Say I have a large set of arrays (can be up to millions in size), and I want to determine (preferably exactly, although approximately is fine) the array in this set with the largest sized intersection with the input, what would be the most efficient way to do this? I will list some solutions that have crossed my mind at the bottom by reducing this into another problem but I am not sure if they are necessarily the best.
This set of arrays can be stored in any data structure, and the arrays can be sorted and stored in any way. The idea is to optimize query time here.
Example: say my set of arrays is (sorted in radix like manner for convenience, can be sorted in any way chosen):
[('a', 'b'), ('a', 'e', 'f'), ('b', 'f', 'g'), ('b', 'j', 'z'), ('d', 'l', 'f'), ('x', 'y', 'z')]
and my input array is:
('a', 'f')
Then the respective intersections are:
[('a'), ('a', 'f'), ('f'), (), ('f'), ()]
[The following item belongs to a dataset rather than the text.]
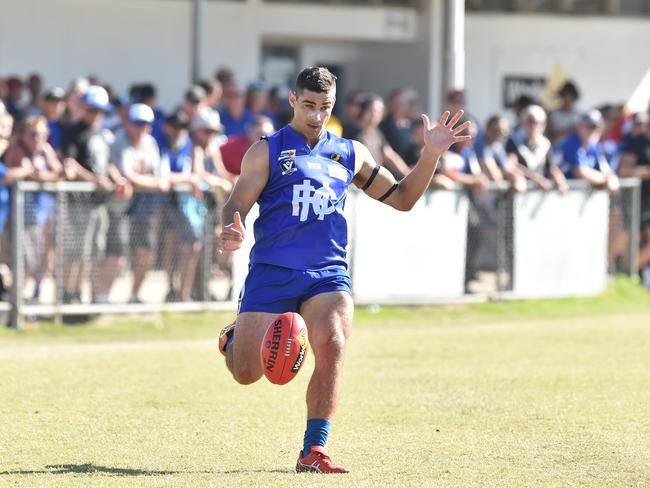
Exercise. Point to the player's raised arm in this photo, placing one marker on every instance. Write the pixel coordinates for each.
(249, 186)
(378, 183)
So the output would be ('a', 'f')
, having the largest intersection of size 2. As a bonus, it would be even better to have the largest K
of these, so here, if K = 3, the output would be (in any order):
[('a', 'f'), ('f'), ('a')]
Some possible solutions I have thought of:
- The size of my domain is restricted, (as in it could be a-z or
numbers 1-70, etc) so potentially I can represent these as binary
strings, and the challenge now becomes to find the minimum hammington
distance, which I can now do with something like locality hashing? For example
('a', 'f')
could be represented as10000100000000000000000000
- Also using the fact that the domain is restricted, I can create some inverted index with the items in the domain pointing to the different arrays in the set, and then intersect (at least some of) these results for each item in the input array - although I feel like this would be incredibly inefficient (especially if the intersection turns out to be small) - similar to how a google search work, although I don't know the full details of their algorithm
Thankyou to any responses or pointers in the right direction!